What I remember most about that small glimpse that I got into Katrina's impact on the city, in just a 90-minute keynote, was how empty that the room was. It was a conference session at nine o'clock in the morning, and over two thirds of the room was missing, likely because they had spent their evening on Bourbon Street the night before. My fellow graduate students and I were told multiple times how important it was to participate in the "conference outside of the conference" and "to play the game" - that the people who were going to get jobs were the ones out socializing. Yet as I sat in the session, I was embarrassed by the poor turnout of my future colleagues who were missing this amazing opportunity to learn about the bigger picture. We were talking about values education during the day, and that seemed to fly out the window at night. Their memory of NOLA would be hurricanes and the strange smells of Bourbon Street. I couldn't wrap my head around it. I remember thinking, wow, why would anyone ever plan a conference in New Orleans?
A few of my friends decided to skip some of the session later in the day because they found a tour that would take them out to see some of the city, including the more damaged areas. I wanted to join them, but ultimately stuck to my "I have to go to everything" approach to the conference. After hearing about the things they saw, I couldn't help but feel like I had missed an amazing learning opportunity. That feeling was even stronger when we got back on the plane on Sunday, and I had no idea when I would ever have a reason to go back to New Orleans. My 23-year-old self was still pretty dualistic about things, right? Not to mention a little judgmental. The reality is that I was a tourist there, just as much as anyone else.
I am thankful for this new opportunity to experience the city in a different way, to unpack my own assumptions, and to look at some of those messages that we get as non-residents a bit deeper. As I prepare to head back to NOLA, I have been seeking opportunities to learn about the hurricane and post-Katrina New Orleans. The group has been sharing a number of different articles and videos, and I thought I would post some of them here, in case others might be interested.
A Katrina Reader - This was shared by some former NOLA residents, who spoke at our meeting. I have been digging through and there is a ton of great articles, poems, and essays, that also share some of the pre-Katrina issues that were uncovered as a result of the Hurricane.
For Dear Life - A four part series from Nola.Com from the viewpoint of doctors, nurses, patients, and family members, who were waiting to be evacuated from Memorial Medical Center.
Looking Forward After Katrina: Environmental Health Problems and Recommendations for Officials - A report that was released just weeks after Hurricane Katrina, that looks at the environmental and health/safety impact of the storm damage.
Video: The final post-Katrina FEMA trailer has left New Orleans.
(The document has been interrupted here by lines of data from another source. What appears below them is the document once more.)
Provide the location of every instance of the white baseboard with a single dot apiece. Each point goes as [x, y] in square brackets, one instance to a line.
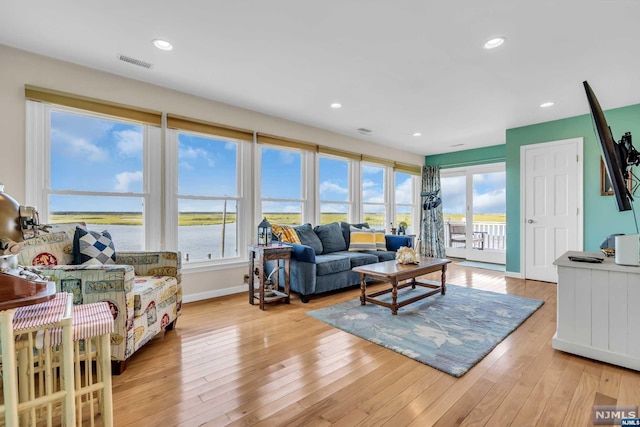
[214, 293]
[514, 274]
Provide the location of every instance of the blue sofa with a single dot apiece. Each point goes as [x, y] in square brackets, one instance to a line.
[323, 263]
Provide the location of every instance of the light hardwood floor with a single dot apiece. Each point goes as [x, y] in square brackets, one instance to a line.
[228, 363]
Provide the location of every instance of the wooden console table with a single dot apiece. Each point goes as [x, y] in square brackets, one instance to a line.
[258, 256]
[598, 310]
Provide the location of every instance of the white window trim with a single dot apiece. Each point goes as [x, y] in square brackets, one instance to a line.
[307, 185]
[350, 202]
[243, 199]
[38, 168]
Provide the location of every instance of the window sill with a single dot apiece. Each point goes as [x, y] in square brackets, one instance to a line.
[202, 266]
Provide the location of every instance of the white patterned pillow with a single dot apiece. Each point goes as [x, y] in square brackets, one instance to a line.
[90, 247]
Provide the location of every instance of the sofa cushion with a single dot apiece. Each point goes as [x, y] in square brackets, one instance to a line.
[346, 232]
[150, 291]
[309, 237]
[357, 259]
[331, 237]
[362, 240]
[302, 253]
[332, 263]
[47, 249]
[285, 233]
[90, 247]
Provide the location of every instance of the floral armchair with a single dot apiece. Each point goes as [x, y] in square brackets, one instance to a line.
[142, 288]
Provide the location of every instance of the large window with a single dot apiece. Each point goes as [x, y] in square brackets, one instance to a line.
[405, 201]
[374, 202]
[208, 197]
[92, 168]
[281, 185]
[334, 189]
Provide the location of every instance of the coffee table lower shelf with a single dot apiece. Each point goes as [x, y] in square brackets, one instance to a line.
[397, 274]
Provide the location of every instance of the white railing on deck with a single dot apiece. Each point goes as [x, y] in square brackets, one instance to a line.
[494, 234]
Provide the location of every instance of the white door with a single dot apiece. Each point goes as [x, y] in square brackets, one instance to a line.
[551, 185]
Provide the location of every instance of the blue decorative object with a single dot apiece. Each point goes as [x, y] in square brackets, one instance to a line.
[449, 332]
[90, 247]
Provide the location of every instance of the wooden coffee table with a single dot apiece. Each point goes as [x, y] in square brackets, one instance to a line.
[395, 273]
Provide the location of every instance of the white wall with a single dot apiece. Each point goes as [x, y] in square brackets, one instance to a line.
[18, 68]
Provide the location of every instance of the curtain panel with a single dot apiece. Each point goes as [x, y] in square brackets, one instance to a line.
[432, 226]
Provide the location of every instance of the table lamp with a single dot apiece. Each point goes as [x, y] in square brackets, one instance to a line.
[17, 224]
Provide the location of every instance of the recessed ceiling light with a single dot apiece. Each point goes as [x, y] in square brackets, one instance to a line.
[493, 43]
[162, 44]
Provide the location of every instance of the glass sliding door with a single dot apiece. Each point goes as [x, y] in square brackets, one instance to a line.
[474, 207]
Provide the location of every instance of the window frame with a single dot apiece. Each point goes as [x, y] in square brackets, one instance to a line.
[350, 201]
[38, 167]
[307, 185]
[242, 198]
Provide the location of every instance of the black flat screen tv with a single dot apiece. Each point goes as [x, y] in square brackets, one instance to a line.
[614, 156]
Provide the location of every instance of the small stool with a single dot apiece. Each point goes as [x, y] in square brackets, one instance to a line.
[44, 370]
[92, 328]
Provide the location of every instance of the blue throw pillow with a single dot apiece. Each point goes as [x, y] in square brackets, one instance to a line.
[331, 237]
[309, 237]
[90, 247]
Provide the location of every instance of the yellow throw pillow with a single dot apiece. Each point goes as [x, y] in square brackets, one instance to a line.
[381, 241]
[361, 240]
[286, 233]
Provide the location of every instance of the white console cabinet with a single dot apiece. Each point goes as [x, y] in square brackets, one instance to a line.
[598, 310]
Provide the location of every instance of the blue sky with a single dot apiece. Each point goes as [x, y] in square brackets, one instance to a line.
[489, 193]
[93, 154]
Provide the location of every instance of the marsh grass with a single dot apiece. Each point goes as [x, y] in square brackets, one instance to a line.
[214, 218]
[206, 218]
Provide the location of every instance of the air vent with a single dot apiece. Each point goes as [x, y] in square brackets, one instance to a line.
[135, 61]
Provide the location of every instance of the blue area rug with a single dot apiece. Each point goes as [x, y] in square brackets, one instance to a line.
[449, 332]
[485, 265]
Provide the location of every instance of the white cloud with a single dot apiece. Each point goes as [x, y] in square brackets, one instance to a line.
[367, 183]
[129, 142]
[492, 202]
[189, 153]
[328, 186]
[404, 192]
[371, 170]
[78, 147]
[287, 157]
[125, 179]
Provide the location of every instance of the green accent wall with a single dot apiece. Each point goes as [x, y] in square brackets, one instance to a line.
[601, 216]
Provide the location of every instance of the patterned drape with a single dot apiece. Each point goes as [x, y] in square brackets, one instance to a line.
[432, 226]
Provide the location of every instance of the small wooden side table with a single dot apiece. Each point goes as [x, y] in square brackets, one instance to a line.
[258, 256]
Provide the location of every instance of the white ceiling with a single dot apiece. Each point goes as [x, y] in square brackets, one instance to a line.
[398, 67]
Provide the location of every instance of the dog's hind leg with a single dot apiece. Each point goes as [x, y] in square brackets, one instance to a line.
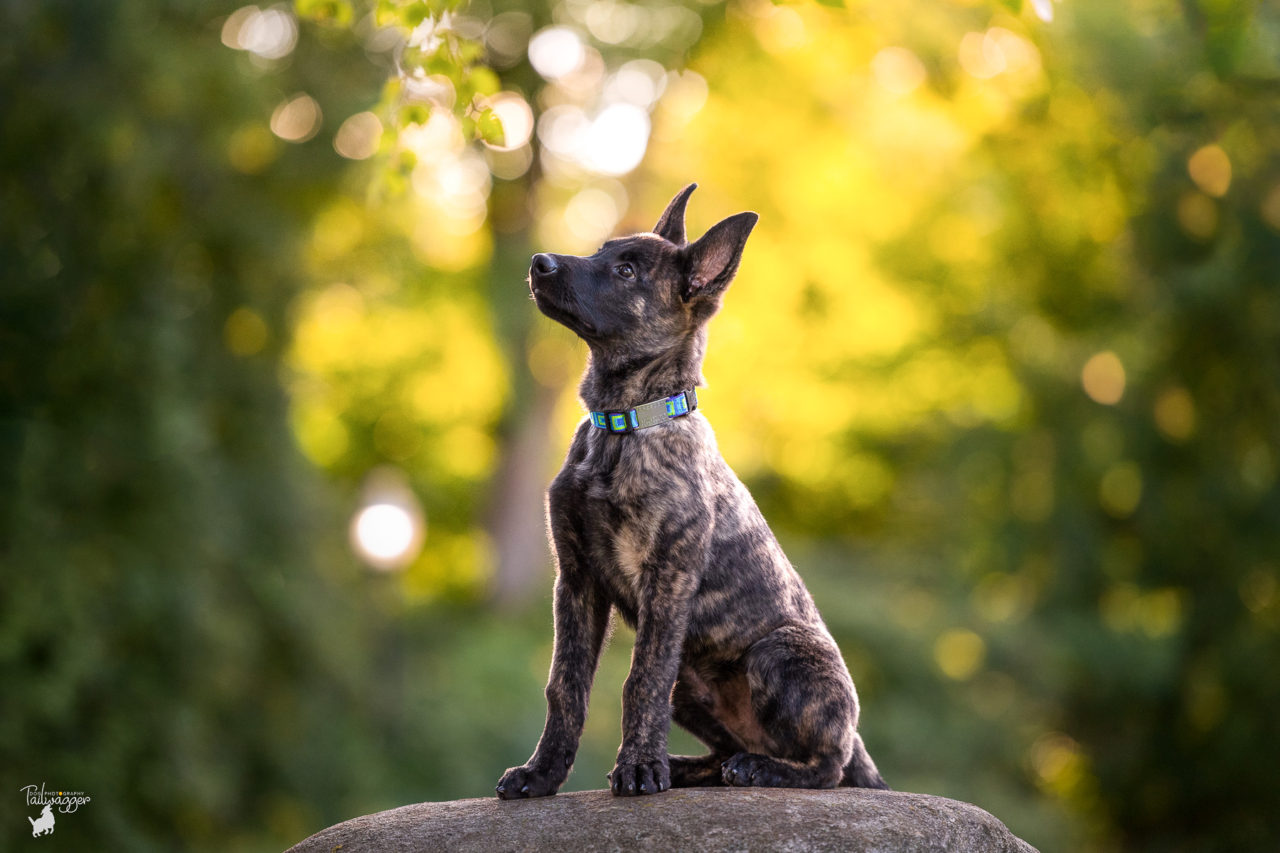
[803, 698]
[860, 771]
[699, 771]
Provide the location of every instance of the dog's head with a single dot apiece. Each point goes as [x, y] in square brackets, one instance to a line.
[639, 295]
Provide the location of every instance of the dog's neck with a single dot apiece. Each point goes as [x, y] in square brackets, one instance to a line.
[615, 383]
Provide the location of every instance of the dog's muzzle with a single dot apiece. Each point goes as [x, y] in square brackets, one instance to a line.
[542, 270]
From CNN.
I just watched Trouble the Water, which shares a family's footage from during the hurricane, as well as their experiences following. It was I am also excited that we will watch When the Levees broke on the bus on the way down.
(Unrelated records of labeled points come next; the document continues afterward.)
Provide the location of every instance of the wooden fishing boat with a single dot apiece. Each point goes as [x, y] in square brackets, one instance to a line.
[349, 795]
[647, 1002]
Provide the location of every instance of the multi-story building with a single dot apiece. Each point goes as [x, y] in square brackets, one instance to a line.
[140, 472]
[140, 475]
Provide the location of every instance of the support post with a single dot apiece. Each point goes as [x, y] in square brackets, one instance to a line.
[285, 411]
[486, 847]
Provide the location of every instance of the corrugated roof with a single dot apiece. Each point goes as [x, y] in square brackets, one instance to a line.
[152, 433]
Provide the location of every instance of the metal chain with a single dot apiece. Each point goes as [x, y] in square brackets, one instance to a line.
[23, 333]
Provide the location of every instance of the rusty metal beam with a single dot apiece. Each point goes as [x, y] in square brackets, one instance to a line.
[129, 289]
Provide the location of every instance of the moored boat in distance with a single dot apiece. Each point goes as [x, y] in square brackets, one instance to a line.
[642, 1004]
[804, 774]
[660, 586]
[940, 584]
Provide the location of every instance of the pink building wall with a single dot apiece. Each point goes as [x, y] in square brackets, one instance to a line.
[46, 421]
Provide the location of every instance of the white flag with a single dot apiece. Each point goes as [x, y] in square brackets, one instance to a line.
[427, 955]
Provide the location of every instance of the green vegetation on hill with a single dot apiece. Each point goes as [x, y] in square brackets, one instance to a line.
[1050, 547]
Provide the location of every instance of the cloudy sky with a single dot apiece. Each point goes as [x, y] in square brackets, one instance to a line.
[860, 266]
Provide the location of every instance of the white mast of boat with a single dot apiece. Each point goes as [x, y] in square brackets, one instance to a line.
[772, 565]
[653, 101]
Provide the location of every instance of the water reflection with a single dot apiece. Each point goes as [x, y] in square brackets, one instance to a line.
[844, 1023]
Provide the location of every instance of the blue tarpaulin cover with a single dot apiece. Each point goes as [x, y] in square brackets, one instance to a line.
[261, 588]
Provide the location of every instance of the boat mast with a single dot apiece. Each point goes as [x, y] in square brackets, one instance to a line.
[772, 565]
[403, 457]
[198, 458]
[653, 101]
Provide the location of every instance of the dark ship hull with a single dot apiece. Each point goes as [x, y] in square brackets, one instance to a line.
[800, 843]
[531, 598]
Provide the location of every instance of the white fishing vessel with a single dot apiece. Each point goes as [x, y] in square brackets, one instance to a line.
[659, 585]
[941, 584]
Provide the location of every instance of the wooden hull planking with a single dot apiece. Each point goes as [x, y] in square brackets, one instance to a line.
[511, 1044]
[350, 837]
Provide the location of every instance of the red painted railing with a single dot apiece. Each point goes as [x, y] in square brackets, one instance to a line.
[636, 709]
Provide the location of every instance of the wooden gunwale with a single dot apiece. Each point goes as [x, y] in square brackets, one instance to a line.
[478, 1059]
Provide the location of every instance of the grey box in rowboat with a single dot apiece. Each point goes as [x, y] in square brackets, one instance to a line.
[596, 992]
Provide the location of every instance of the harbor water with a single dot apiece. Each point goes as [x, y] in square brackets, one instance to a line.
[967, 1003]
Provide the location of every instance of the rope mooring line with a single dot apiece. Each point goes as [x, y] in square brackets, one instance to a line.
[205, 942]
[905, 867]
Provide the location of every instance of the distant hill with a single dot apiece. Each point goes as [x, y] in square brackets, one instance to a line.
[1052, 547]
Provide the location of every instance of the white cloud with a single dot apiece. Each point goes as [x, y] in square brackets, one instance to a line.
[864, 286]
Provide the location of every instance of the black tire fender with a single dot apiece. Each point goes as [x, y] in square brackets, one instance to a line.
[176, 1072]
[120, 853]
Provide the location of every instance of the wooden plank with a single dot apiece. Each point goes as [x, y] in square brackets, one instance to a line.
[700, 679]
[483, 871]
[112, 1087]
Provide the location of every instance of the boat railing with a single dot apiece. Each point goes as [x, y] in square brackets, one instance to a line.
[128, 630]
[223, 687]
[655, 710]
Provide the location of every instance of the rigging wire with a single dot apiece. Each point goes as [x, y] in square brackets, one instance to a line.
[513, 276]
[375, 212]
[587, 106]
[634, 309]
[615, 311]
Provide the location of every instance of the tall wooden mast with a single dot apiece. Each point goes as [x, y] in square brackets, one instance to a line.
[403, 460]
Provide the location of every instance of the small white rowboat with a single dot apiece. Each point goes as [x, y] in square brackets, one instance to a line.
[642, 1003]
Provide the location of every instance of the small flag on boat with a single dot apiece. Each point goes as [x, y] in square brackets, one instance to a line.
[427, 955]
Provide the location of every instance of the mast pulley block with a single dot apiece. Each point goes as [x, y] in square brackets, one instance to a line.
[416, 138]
Our speakers last night also shared a great essay by Bill Quigley, that was meant to start a conversation with volunteers, to help them understand their role in the struggle, as they come and go from New Orleans. I will try to take this message to heart as we enter the city. I realize that we are only going for one week, so it is my hope that I can learn from residents' stories and experiences, while working alongside them as they rebuild their community.